"In my family, we used to call this an Easter Pie," said Anthony Gambino, who with brother Nick had prepared a timpano that we tasted last weekend at their restaurant, Cucina Paradiso. "But we're Sicilian," he added.
"My grandmother also made an Easter Pie that was much like this, but she called it a calzone," I offered. "She was Genovese."
With that we fell silent and looked the beautiful timpano, a pasta enclosed cake of salami, meatballs, sauce, cheese, hardboiled eggs, peas and, yes, more pasta.
I wondered aloud, "Why is it that timpano is almost never found on restaurant menus?"
"Because people don't understand it," said Gambino. "When we opened, we were serving polenta, and we couldn't give it away. No one knew what it was. It was strange. Now, you see it everywhere."
Aside from the fact that maybe 98% of the American dining public don't know what timpano is, another reason restaurants don't serve it is because it's very time-intensive.
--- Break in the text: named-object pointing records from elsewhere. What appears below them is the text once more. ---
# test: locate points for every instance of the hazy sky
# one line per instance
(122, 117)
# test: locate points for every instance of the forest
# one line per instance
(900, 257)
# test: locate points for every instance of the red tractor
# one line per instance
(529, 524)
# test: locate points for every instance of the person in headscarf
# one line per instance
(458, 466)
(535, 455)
Ingredients have to be prepared and assembled, and then you have to roll out the pasta to envelop it all, cook it, and let it cool. It's usually served at room temperature. "People like things hot or cold," said Gambino. "Room temperature, they usually can't deal with."
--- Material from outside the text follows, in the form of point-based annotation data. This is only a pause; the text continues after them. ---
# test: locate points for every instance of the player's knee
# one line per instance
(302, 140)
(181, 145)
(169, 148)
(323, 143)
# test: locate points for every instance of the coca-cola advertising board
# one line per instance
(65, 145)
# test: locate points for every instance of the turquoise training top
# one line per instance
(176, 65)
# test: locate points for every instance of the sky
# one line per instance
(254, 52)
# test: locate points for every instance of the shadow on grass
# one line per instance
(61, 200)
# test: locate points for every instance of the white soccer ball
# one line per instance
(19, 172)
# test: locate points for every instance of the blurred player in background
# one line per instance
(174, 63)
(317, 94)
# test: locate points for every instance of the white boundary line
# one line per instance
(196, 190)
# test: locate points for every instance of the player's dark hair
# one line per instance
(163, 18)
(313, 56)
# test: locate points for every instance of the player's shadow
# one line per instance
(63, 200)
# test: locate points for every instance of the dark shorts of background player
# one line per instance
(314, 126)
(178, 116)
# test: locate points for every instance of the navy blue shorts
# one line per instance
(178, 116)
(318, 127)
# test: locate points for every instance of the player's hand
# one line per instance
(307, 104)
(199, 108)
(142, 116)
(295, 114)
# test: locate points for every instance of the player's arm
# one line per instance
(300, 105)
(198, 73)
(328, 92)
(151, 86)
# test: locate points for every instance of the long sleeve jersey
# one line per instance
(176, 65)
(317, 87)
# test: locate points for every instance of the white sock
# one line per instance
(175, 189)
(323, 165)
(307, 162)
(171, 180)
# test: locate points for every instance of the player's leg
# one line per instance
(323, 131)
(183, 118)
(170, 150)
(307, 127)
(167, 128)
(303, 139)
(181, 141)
Gambino has a timpano in the window of the family restaurant, and he wants people to see it… partly because it's so beautiful, and partly because he wants to tease an upcoming event. The Gambini are planning a night of free timpano (a slice will be offered to each guest who comes for dinner) as well as a chance to see the movie "Big Night" (the climactic scene of which features two Italian brothers/restaurant owners – get it! – who serve a timpano to a hugely appreciative restaurant full of people). This event, which features the movie, complimentary timpano and Wells Street Popcorn, as well as a full menu to order from, takes place on July 27; reservations start at 8:30 pm and the movie starts at 9:00 pm.
Years ago, when I was doing a series of radio pieces for WBEZ, I interviewed Grant Achatz, of Michelin three-star Alinea, about the emotional impact of food. He told me he'd seen people in his dining room weep when he served a dish that involved venison and burning leaves, which conjured memories of autumn, bonfires, etc. This seemed, at least to me, a little hard to believe, even though the tear-inducing emotional impact of food was enshrined in, for instance, the movie "Ratatouille."
When we tried the Gambini's timpano, I tasted something I remembered tasting in my grandmother's Easter Pie, ineffable, familiar yet hard to pin down. It could have been the Genoa salami, but I've had that salami many times before and never caught that note. Maybe it was the combination of the salami, warmed with cheese and eggs. Who knows?
Inspired by the timpano we enjoyed at Coda di Volpe in Chicago, Carolyn made a timpano a few months ago, and I liked it a lot, but this was some next-level pasta cake.
Anyway, sitting in the Cucina Paradiso dining room eating timpano, I was getting a little moist in my left eye, which was probably because I'd injured my eye by falling on my face in Yucatan a few weeks ago. But I was NOT freaking crying. Just want to be clear about that.
So on July 27 at Cucina Paradiso, you can watch a fine movie, enjoy some complimentary popcorn and timpano, have dinner, and see what it all does for you. Perhaps you'll agree, as they say in "Big Night," that timpano is filled with "all the most important things in the world," which the guests in the movie salute, appropriately, as "Paradise!"